I was gifted when I first had that dream that alerted me. I was further gifted when I recognized her arrival into my life and her words lit my path; when she so honestly shared her fears with me, not always being brave and courageous, but human; human in the rawness of her vulnerability - our shared vulnerability.

I hope and work to listen to her call, to rise above the fears that want to swallow me, that want to swallow all of us into powerlessness and silence, whatever the circumstances of what might feel like our own very dark rabbit-hole.


In 'The Cancer Journals' she writes:

“I was going to die, if not sooner then later, whether or not I had ever spoken myself. My silence had not protected me. Your silence will not protect you.”

"Sometimes fear stalks me like another malignancy, sapping energy and power and attention from my work. A cold becomes sinister; a cough, lung cancer; a bruise, leukemia. Those fears are most powerful when they are not given voice, and close upon their heels comes the fury that I cannot shake them. I am learning to live beyond fear by living through it, and in the process learning to turn fury at my own limitations into some more creative energy. I realize that if I wait until I am no longer afraid to act, write, speak, be, I'll be sending messages on a ouija board, cryptic complaints from the other side. When I dare to be powerful, to use my strength in the service of my vision, then it becomes less important whether or not I am unafraid."

and…

“May these words serve as encouragement for others to speak and to act out of our experiences with cancer and other threats of death, for silence has never brought us anything of worth.”

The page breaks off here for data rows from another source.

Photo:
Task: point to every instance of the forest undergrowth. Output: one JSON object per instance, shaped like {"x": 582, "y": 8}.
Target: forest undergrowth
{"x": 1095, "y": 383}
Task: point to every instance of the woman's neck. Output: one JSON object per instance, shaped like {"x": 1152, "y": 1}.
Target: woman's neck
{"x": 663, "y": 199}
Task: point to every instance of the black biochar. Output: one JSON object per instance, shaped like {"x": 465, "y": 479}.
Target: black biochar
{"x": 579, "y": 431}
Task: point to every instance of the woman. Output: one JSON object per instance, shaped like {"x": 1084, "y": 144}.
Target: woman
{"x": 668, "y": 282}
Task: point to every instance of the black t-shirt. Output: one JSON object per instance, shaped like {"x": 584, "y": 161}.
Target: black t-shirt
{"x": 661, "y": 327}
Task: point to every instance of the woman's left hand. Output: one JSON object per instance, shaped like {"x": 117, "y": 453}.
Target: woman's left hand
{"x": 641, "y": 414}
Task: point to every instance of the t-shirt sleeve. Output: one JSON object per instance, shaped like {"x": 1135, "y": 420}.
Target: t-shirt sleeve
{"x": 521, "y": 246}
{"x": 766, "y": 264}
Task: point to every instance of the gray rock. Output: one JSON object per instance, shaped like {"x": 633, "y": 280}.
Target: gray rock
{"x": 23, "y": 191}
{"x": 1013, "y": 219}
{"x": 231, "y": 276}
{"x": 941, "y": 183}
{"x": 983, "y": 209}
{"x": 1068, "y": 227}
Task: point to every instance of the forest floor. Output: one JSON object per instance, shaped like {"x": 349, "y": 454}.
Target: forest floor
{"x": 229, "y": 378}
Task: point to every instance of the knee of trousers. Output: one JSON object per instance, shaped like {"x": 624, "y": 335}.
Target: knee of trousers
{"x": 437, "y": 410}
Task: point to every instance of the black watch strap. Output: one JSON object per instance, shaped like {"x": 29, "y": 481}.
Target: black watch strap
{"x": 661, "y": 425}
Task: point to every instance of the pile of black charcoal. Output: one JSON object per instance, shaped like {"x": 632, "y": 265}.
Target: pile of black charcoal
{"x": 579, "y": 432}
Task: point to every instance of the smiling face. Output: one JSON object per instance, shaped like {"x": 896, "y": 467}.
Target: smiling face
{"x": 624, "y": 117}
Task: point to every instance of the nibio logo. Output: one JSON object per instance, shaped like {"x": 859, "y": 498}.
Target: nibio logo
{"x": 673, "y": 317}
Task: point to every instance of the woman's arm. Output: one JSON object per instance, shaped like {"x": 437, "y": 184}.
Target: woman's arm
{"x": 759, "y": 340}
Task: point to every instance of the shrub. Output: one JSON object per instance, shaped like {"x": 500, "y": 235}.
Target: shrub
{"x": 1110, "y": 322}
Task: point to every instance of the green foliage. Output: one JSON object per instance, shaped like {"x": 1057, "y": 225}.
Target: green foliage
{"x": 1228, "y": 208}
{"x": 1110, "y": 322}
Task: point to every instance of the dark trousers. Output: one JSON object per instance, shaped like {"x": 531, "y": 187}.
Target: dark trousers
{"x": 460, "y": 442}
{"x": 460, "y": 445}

She wrote these brave words in 1979-80, when there weren’t the open conversations and supports that exist in the world today, and if this old dawg, el poquito, can find solace and inspiration in a breast cancer/mastectomy survivor's testimony, then probably most others can, too. Some of our strengths lie in our diversity of experiences outside of our own, where we find we are a lot more the same than different.

Thank you, Audre. I am no longer silent.

4 comments:

Sandi said...

I love Audre. Tell you what I believe: Everybody's silence might just kill someone. How many women died because other women with breast cancer never spoke, kept it tucked away like an ugly secret? When the beast tapped me on the shoulder, I realized that no one talked much about the treatments. I was always stunned (and traumatized once or twice) by the things that were done to me. I am now a one woman local campaign to let newly diagnosed cancer people know what to expect. It's the least I can do. Silence can cause pain.

Linda Diane Feldt said...

If this has been you silent, all these years, I totally look forward to you not being silent! I welcome you being totally in your power and strength, even if your body isn't always matching it these days.
All these years working in hospice, those honest (non-silent) conversations have been some of the most real moments of my life. Very powerful.
-Linda Diane

Mary said...

Your Words

I am hungry and there lies
A beautiful spread before me
A cloth to dress the table
A delicate plate to eat from
Elegance in the presentation
I open my mind to taste
I examine the flavors
I savor each morsel
Identifying the ingredients
Deciding which ones I like best
Which ones I want more of
Which ones to digest
Which ones I will experiment with
I hesitate to try new recipes
To taste the result I must
I read further and craved dessert
I lay the recipe book in front of me
And I light the oven

Thank YOU Ed & Audre
Tarzan

el poquito said...

sandi- what you say reminds me of the saying from AIDS activists: Silence = Death. A little corner of the world is made over when you speak and a light is shone on the path for those you speak out for.

Linda Diane - You make me chuckle. Yeah, guess I'm not known for holding back. But thanks for the encouragement to take it to the next level.

Tarzan - Your words... you paint a feast - a banquet before us. Thanks for coming to el poquito's table and adding style and elegance of a very real kind.

Thanks all for visiting and commenting. always nice to know I'm not just barking in the wind.